Kahler kritisierte auch die deutsche Praxis, Gelder für
Klimaanpassungsprogramme aus dem Entwicklungshilfeetat abzuzwacken statt
zusätzliche Mittel bereitzustellen. Richtig sein Fett weg bekam Rom:
Italien sticht als das einzige G8-Land heraus, das seine Unterstützung
für Afrika trotz des Versprechens sogar gekürzt hat - um sechs Prozent.
Kahler forderte, »angesichts dieses kompletten politischen Versagens
Italien aus dem Kreis der G8 auszuschließen«. Ein solcher Ausschluss ist
freilich unwahrscheinlich. Weit wahrscheinlicher ist, dass die Mittel
für die Entwicklungszusammenarbeit insgesamt im Zuge der
Haushaltskonsolidierungsanstrengungen der Geberländer in den kommenden
Jahren sinken werden, erklärte Helmut Reisen, der als Forschungsdirektor
am Entwicklungszentrum der Organisation für wirtschaftliche
Zusammenarbeit und Entwicklung (OECD) bestens mit der Datenlage der
Geberländer vertraut ist. Und im Zuge der selbst die Euro-Zone
umfassenden Schuldenkrise ist Spendabilität künftig noch weniger zu
erwarten als bisher.
Dabei sei, so Reisen, nicht zu bestreiten, dass sich Entwicklungshilfe
positiv auswirken würde. Das bestätigte der tansanische
Oppositionsabgeordnete Zitto Kabwe mit Blick auf sein eigenes Land, das
bei Grundschulbildung das Millenniumsentwicklungsziel bereits erreicht
hätte und bei Mütter- und Kindersterblichkeit auf gutem Wege sei.

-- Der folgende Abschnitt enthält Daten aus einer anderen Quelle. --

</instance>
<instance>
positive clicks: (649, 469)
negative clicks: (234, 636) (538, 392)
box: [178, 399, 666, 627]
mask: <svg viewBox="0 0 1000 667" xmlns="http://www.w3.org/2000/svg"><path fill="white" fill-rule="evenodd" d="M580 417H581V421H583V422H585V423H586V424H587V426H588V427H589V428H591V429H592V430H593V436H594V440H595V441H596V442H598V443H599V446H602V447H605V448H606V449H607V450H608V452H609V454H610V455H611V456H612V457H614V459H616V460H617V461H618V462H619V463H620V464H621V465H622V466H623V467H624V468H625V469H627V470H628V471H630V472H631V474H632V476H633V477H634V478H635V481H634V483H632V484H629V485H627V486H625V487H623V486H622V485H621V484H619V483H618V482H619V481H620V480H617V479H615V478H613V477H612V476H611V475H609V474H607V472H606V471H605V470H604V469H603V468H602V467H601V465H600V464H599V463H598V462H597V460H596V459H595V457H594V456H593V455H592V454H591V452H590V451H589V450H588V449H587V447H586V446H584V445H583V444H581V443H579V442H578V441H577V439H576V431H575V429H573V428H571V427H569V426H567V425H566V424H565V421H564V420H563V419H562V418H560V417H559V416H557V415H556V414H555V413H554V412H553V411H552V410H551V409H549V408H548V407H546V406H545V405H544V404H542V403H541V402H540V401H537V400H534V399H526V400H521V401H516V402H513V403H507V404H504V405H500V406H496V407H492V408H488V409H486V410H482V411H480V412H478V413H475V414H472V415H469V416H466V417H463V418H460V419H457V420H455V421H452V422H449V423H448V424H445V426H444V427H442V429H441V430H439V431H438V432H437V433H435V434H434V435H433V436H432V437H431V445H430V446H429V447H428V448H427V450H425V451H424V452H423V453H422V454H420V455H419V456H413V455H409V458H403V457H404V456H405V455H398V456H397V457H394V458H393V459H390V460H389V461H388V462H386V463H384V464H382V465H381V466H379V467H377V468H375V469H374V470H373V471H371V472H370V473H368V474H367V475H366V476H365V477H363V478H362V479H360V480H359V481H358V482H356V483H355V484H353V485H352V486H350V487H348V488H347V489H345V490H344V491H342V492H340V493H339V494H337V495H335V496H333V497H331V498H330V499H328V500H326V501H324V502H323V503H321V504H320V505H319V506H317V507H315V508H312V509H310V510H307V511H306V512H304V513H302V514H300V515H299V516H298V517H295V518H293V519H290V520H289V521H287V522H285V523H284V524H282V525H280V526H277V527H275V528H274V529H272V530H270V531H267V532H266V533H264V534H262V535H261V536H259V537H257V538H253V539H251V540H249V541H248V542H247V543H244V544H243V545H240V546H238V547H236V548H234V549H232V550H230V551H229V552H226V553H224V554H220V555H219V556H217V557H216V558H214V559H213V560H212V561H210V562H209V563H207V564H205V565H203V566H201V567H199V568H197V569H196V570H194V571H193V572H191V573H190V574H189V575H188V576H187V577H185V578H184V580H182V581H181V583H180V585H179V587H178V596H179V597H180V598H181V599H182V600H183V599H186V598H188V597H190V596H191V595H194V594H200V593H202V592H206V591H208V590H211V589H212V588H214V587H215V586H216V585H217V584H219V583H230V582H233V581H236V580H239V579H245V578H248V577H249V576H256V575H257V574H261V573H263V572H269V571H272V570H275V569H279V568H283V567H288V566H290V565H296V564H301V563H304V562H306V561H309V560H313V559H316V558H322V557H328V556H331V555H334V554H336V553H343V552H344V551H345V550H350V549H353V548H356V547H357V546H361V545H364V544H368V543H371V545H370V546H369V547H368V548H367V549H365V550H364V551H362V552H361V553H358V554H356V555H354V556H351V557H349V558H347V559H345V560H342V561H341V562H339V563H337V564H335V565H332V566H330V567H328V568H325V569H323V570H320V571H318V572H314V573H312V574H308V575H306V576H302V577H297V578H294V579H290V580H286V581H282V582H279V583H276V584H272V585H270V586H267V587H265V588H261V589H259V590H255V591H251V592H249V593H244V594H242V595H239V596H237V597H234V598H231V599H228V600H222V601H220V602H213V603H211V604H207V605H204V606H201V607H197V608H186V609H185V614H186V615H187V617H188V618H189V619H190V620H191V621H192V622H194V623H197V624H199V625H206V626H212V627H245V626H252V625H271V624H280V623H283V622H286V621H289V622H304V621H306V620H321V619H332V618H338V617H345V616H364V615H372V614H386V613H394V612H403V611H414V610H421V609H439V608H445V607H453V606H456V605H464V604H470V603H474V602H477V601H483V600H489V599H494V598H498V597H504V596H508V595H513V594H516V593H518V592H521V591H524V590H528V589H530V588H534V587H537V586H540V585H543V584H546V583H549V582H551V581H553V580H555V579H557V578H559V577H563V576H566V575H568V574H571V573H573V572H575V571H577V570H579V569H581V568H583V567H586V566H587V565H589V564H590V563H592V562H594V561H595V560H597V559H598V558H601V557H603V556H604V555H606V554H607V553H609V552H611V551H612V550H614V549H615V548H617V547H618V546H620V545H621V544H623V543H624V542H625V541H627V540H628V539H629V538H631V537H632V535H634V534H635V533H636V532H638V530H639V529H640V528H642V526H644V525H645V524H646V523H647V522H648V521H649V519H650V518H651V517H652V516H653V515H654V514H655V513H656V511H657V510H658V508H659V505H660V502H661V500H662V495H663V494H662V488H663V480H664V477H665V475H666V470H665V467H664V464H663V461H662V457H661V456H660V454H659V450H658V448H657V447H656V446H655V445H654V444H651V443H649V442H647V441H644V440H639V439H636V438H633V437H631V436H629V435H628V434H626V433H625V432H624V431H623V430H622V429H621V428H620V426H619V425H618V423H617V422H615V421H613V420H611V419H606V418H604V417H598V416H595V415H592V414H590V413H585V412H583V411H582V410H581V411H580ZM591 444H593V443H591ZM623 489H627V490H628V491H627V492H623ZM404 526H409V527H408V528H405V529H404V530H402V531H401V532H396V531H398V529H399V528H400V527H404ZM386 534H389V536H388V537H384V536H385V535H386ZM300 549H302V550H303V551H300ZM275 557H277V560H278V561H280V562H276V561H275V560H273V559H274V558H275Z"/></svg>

* Aus: Neues Deutschland, 26. Mai 2010
Quantität und Qualität
Von Martin Ling **
Entwicklungshilfe hilft. Diese Aussage des DATA-Berichtes 2010, der sich als TÜV für die G8-Versprechen versteht, gewinnt in der herrschenden Konjunktur an Bedeutung. Die Stimmen, die Entwicklungszusammenarbeit generell bis hin zur Abschaffung infrage zu stellen, werden lauter und die kommenden Sparhaushalte der Geberländer werden ein Zusätzliches tun, um solchen Stimmen Gehör zu verschaffen. Da ist es für Verteidiger der Entwicklungshilfe sicher hilfreich, Daten an der Hand zu haben, mit denen relative Erfolge herauszustreichen sind: Beispielsweise die 40 Millionen Kinder, die in Afrika in den letzten Jahren zusätzlich in den Genuss von Grundschulbildung gekommen sind, oder die Halbierung der Todesfälle durch Malaria in den Ländern, in denen diese Krankheit gezielt bekämpft wurde.
Jenseits dieser grundsätzlichen positiven Auswirkungen von Entwicklungshilfe bleiben zwei strukturelle Grundprobleme unangetastet: Es fehlt an Quantität und an Qualität. Dass die G 8-Staaten seit Jahr und Tag Versprechen abgeben, deren Einhaltung sie dann unterlassen, ist ein Ausdruck von »schlechter Regierungsführung«. Glaubwürdigkeit gewinnt man so weder in Nord noch Süd, wo nicht wenigen Regierungen oft aus guten Gründen schlechte Regierungsführung vorgeworfen wird.
Doch selbst wenn die Quantitäten die notwendigen Ausmaße annähmen, käme man um die qualitative Neujustierung der Entwicklungszusammenarbeit nicht herum: Eine faire Weltwirtschaftsordnung, die Norden und Süden Perspektiven verschafft. Nur dann kann Entwicklungshilfe sich selber abschaffen. Darüber wird nicht einmal diskutiert.
** Aus: Neues Deutschland, 26. Mai 2010 (Kommentar)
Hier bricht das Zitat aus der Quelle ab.